File System Design part 1, XFS
rchapman writes "Generally, file systems are not considered "sexy." When a young programmer wants to do something really cool, his or her
first thought is generally not "Dude, two words... File System." However, I am what is politely termed "different." I find file systems very interesting and they have seldom been more so than they are right now. Hans Reiser is working on getting Reiser4 integrated into the Linux kernel, the BSD's are working on getting a journaled file system together, and Sun Microsystems just recently released a beta of ZFS into OpenSolaris. "
Oh, snap. Somebody's not running Soft Updates.
(Yes, I understand that Soft Updates is not technically metadata journalling as practiced by the Linux people. No, I don't believe there are a significant number of practical situations where the results will differ.)

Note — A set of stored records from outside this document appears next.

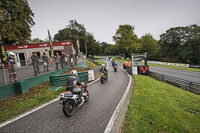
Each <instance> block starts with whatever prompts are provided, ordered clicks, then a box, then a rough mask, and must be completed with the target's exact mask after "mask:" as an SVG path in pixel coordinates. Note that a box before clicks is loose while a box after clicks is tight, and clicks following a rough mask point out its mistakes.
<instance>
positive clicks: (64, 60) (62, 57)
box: [60, 51, 66, 69]
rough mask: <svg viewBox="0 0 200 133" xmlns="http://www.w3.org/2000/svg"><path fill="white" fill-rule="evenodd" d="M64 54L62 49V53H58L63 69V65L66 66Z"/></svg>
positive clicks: (61, 65)
mask: <svg viewBox="0 0 200 133" xmlns="http://www.w3.org/2000/svg"><path fill="white" fill-rule="evenodd" d="M65 56H66V55H65V53H64V51H62V53H61V55H60V64H61V67H62V69H63V68H64V67H66V61H65Z"/></svg>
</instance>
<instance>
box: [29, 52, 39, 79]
mask: <svg viewBox="0 0 200 133" xmlns="http://www.w3.org/2000/svg"><path fill="white" fill-rule="evenodd" d="M31 59H32V64H33V70H34V73H35V76H37V74H38V73H40V68H39V57H38V56H37V53H33V54H32V56H31Z"/></svg>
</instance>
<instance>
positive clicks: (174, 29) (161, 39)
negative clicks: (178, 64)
mask: <svg viewBox="0 0 200 133" xmlns="http://www.w3.org/2000/svg"><path fill="white" fill-rule="evenodd" d="M160 37H161V39H160V41H159V42H160V45H161V52H162V56H163V58H167V59H169V61H174V62H182V63H192V64H200V58H199V57H200V26H198V25H196V24H195V25H190V26H186V27H175V28H170V29H169V30H167V31H166V33H163V34H162V35H161V36H160Z"/></svg>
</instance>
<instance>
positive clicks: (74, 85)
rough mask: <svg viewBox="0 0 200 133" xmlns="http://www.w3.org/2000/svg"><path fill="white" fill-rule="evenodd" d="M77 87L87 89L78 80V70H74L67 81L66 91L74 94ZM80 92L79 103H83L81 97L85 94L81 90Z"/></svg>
mask: <svg viewBox="0 0 200 133" xmlns="http://www.w3.org/2000/svg"><path fill="white" fill-rule="evenodd" d="M77 85H80V86H83V87H85V85H84V84H82V83H81V82H80V80H79V78H78V72H77V71H76V70H72V71H71V76H70V77H69V78H68V79H67V87H66V91H71V92H72V93H73V92H74V91H73V90H74V89H75V88H76V86H77ZM77 89H79V88H77ZM76 92H77V91H76ZM78 92H79V98H78V101H79V102H81V95H82V93H83V90H82V89H81V88H80V90H79V91H78Z"/></svg>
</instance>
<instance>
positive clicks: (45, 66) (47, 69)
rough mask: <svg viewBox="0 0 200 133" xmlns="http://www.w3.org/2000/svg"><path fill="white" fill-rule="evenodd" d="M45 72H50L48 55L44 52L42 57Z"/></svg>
mask: <svg viewBox="0 0 200 133" xmlns="http://www.w3.org/2000/svg"><path fill="white" fill-rule="evenodd" d="M42 60H43V66H44V71H46V70H47V71H49V58H48V57H47V55H46V53H45V52H44V53H43V55H42Z"/></svg>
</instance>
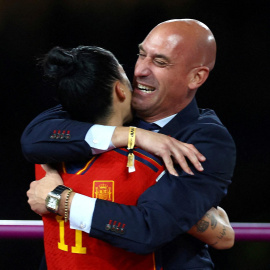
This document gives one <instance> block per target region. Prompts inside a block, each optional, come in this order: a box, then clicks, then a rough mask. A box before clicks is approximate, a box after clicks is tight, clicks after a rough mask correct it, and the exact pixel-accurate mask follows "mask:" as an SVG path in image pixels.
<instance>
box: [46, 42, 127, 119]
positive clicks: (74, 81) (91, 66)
mask: <svg viewBox="0 0 270 270" xmlns="http://www.w3.org/2000/svg"><path fill="white" fill-rule="evenodd" d="M43 67H44V73H45V75H46V76H48V77H50V78H53V79H55V80H56V82H57V85H58V88H57V94H58V98H59V100H60V102H61V104H62V105H63V107H64V109H65V110H67V111H68V112H69V113H70V115H71V117H72V118H74V119H76V120H79V121H87V122H92V123H96V122H97V121H99V120H100V119H106V118H107V117H109V116H110V115H111V113H112V112H113V87H114V85H115V83H116V82H117V81H120V82H121V83H122V84H123V85H124V86H125V87H128V88H130V90H131V86H130V83H129V81H128V79H127V77H126V76H125V74H123V70H122V69H121V66H120V64H119V63H118V61H117V59H116V58H115V56H114V55H113V54H112V53H111V52H109V51H107V50H105V49H102V48H99V47H95V46H79V47H77V48H74V49H72V50H66V49H63V48H60V47H55V48H53V49H52V50H50V51H49V53H48V54H47V55H46V56H45V58H44V60H43Z"/></svg>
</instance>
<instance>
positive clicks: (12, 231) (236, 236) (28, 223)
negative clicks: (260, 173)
mask: <svg viewBox="0 0 270 270" xmlns="http://www.w3.org/2000/svg"><path fill="white" fill-rule="evenodd" d="M231 225H232V227H233V229H234V231H235V240H236V241H270V223H240V222H239V223H236V222H232V223H231ZM42 237H43V222H42V220H0V239H1V238H42Z"/></svg>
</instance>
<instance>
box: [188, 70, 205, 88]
mask: <svg viewBox="0 0 270 270" xmlns="http://www.w3.org/2000/svg"><path fill="white" fill-rule="evenodd" d="M208 76H209V68H208V67H205V66H202V67H197V68H194V69H193V70H192V71H191V77H190V81H189V84H188V87H189V89H191V90H196V89H197V88H199V87H200V86H201V85H202V84H203V83H204V82H205V81H206V79H207V78H208Z"/></svg>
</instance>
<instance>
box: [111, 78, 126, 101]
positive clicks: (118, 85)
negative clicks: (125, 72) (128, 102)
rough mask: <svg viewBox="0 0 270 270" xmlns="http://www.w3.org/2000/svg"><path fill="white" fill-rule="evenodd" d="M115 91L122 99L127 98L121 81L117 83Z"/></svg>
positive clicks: (114, 87)
mask: <svg viewBox="0 0 270 270" xmlns="http://www.w3.org/2000/svg"><path fill="white" fill-rule="evenodd" d="M114 91H115V94H116V96H117V97H118V99H119V100H120V101H124V100H125V99H126V93H125V90H124V87H123V84H122V83H121V82H120V81H117V82H116V83H115V85H114Z"/></svg>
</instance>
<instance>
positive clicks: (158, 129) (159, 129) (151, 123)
mask: <svg viewBox="0 0 270 270" xmlns="http://www.w3.org/2000/svg"><path fill="white" fill-rule="evenodd" d="M137 127H138V128H143V129H146V130H160V126H159V125H157V124H155V123H148V122H145V121H143V120H139V121H138V124H137Z"/></svg>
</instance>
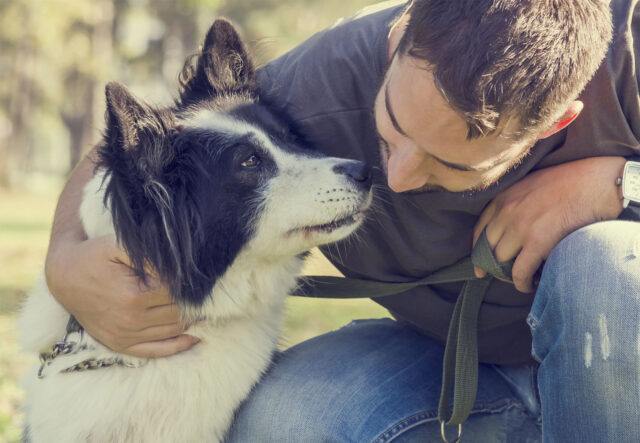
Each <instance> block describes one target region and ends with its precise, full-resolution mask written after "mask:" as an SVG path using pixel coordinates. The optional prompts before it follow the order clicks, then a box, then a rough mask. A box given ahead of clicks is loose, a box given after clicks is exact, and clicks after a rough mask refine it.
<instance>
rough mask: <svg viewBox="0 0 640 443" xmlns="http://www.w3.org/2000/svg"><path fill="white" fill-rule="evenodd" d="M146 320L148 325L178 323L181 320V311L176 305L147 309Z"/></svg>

Sector size on hard disks is 512 bytes, not 512kbytes. WTF, don't act like an authority and be a dumbass. Imagine the data waste if we actually had 512k physical sectors on disks.
Also the scaling numbers are completely hokey.
--Brandon
With everyone and their parrot talking about RAID these days, it would've been fun if some sort of dual array would work as ONE filesystem; where one(++) redunant set took care of the balancing/tree'ing, etc., (separately,) and the other(s) kept the actual files. If there was _yet_ another set (a ++third), with the relevant META-information belonging to the files, you would imagine it to be a step forward to what is now, well; I can, anyway..
A horse can't be sick, you know, even if he wants to.
NSS has been ported to Linux too. That's an another modern industrial-strength filesystem with features sorely needed by Linux.